The endurance of a political order cannot be permanently measured in the absence of any instrument, neither can it be substantially responded to at any given point and time. Similarly, the collapse of a system does not require any clear or prolonged warning. The world has experienced a relatively stable bi-polar system for several decades in the post-Cold War era, gradually replaced by the US dominated neoliberal post-Cold War era which is now being succeeded by a multi-polar world. This is accompanied with shifting alignments.

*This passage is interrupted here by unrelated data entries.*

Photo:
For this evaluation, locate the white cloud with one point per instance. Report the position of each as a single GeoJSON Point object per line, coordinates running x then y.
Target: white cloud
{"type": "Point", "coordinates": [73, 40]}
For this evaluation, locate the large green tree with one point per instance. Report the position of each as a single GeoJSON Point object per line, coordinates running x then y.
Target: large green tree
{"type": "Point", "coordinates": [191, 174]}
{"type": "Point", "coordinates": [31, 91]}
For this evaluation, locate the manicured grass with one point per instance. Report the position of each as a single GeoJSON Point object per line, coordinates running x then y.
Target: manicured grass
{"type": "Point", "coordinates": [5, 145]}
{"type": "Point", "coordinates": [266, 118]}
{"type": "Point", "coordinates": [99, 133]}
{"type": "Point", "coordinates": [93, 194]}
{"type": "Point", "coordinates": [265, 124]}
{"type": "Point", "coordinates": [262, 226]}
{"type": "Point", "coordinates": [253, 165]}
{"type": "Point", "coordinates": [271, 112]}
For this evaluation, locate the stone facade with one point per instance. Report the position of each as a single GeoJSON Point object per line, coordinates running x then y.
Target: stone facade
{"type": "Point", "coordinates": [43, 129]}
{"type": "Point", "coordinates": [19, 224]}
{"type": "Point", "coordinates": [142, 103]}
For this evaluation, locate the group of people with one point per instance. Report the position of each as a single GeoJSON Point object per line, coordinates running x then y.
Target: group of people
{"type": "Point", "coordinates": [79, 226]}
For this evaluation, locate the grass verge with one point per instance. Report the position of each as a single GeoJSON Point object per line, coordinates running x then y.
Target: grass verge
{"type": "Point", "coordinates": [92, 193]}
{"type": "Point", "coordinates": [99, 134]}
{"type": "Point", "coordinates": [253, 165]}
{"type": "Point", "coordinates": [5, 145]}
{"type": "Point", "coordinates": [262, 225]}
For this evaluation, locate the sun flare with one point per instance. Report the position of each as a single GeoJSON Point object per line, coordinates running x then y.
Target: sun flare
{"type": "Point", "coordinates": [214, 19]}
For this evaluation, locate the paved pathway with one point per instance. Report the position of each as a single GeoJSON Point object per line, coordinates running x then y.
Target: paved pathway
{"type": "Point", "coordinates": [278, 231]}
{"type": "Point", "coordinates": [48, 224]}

In the same vein, the debates at the 2020 Munich Security Conference (MSC) provided new insights into the shifts currently underway within the EU. In the most expansive sense of that term: ‘Westlessness’ reigned throughout the MSC despite the fact that it had played a vital role in world affairs after World War II. Earlier, marking the seventy fifth anniversary of the end of the World War II, Frank-Walter Steinmeier, President of Germany, warned that the erosion of international cooperation was evident in the US’s growing interest in Asia at the expense of its transatlantic relations. Will Europe come up more integrated in this shifted paradigm? How would a more sovereign Europe become a better partner to a more socially equal United States on global problems?  The technological giants have also disrupted major economies, societies, and political systems.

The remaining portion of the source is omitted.